EASST/4S 2020 Prague: 18 – 21 August 2020
Speakers: Claudia Aradau and Sarah Perret - Making up Data
European borders have become intense sites of digital data extraction. This data comes in many different forms, it is dispersed across different spaces and times. In this paper, we propose an analysis of ‘making up data’, building on Ian Hacking’s analysis of ‘making up people’. To this purpose, we develop a conceptual distinction between digital ‘traces’ and ‘inscriptions.’ While digital traces are increasingly extracted from the bodies of migrants through fingerprinting, screening, facial recognition, or interviews, these disperse traces need to be combined and recombined to produce border inscriptions. In advancing an understanding of how data is made for the purposes of border governance, the paper proposes to contribute to a dialogue between critical security studies, border studies, and science and technology studies.
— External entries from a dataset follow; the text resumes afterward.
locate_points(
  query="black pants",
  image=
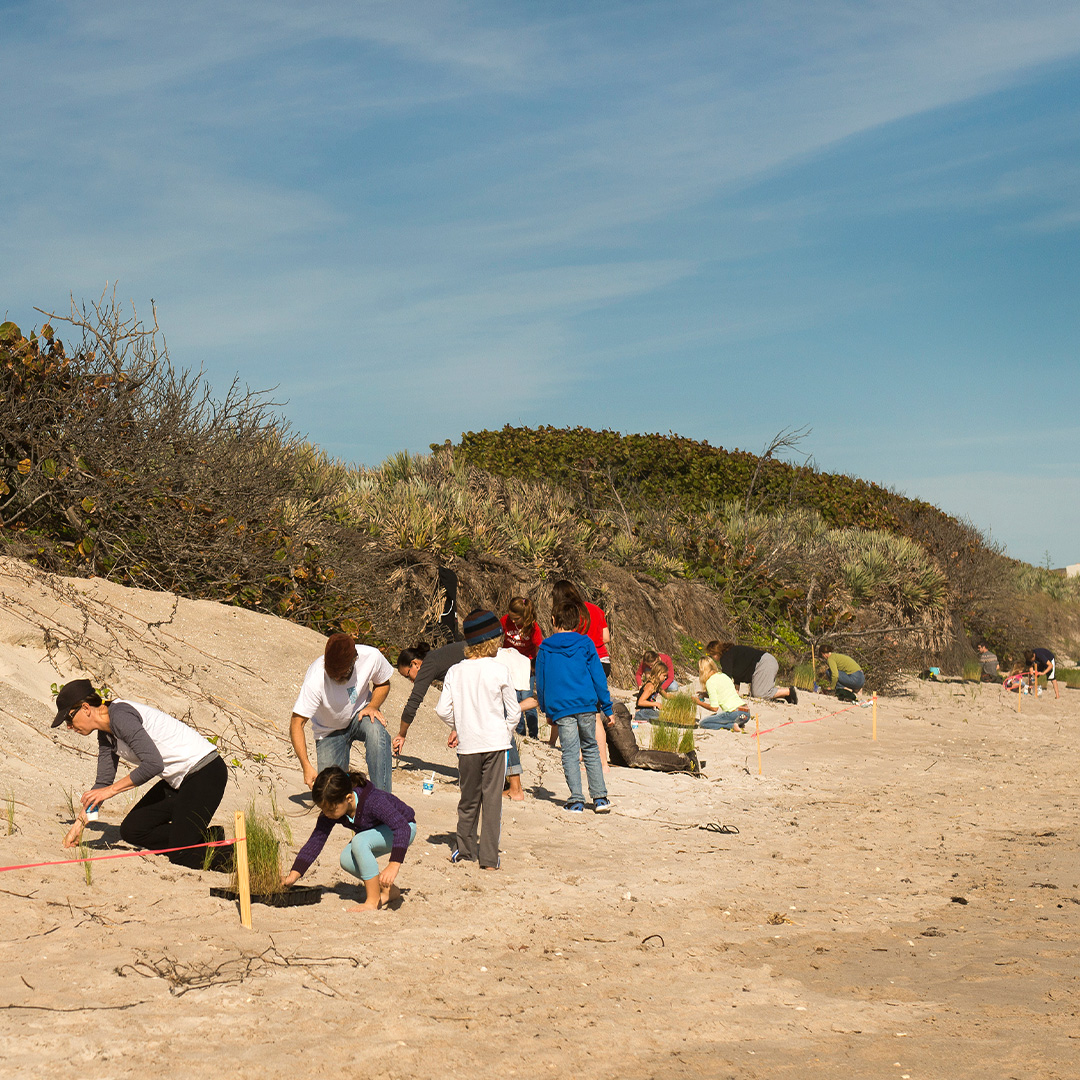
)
(175, 817)
(480, 808)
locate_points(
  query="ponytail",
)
(417, 652)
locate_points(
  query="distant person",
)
(448, 616)
(987, 660)
(422, 665)
(723, 701)
(845, 674)
(648, 659)
(523, 634)
(176, 812)
(570, 683)
(341, 696)
(1041, 662)
(380, 823)
(755, 667)
(480, 704)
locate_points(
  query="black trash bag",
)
(624, 752)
Empirically, we analyse the ‘practical tools’ and software that the European Asylum Support Office (EASO) has developed in the implementation of the Dublin III Regulation and the Common European Asylum System, as well as through additional interviews with EASO staff. Firstly, while many scholars point to the shift towards datafication and digital traces in border governance, we shed light on the proliferation and dispersal of different forms of traces – biometrics, documents, population registers, stamps, interviews – in the production of border inscriptions. Secondly, we show how inscription devices enact (dis)connections and hierarchise traces according to an epistemology of credibility. Finally, border inscriptions enact migrants as insecure subjects who cannot refuse data extraction.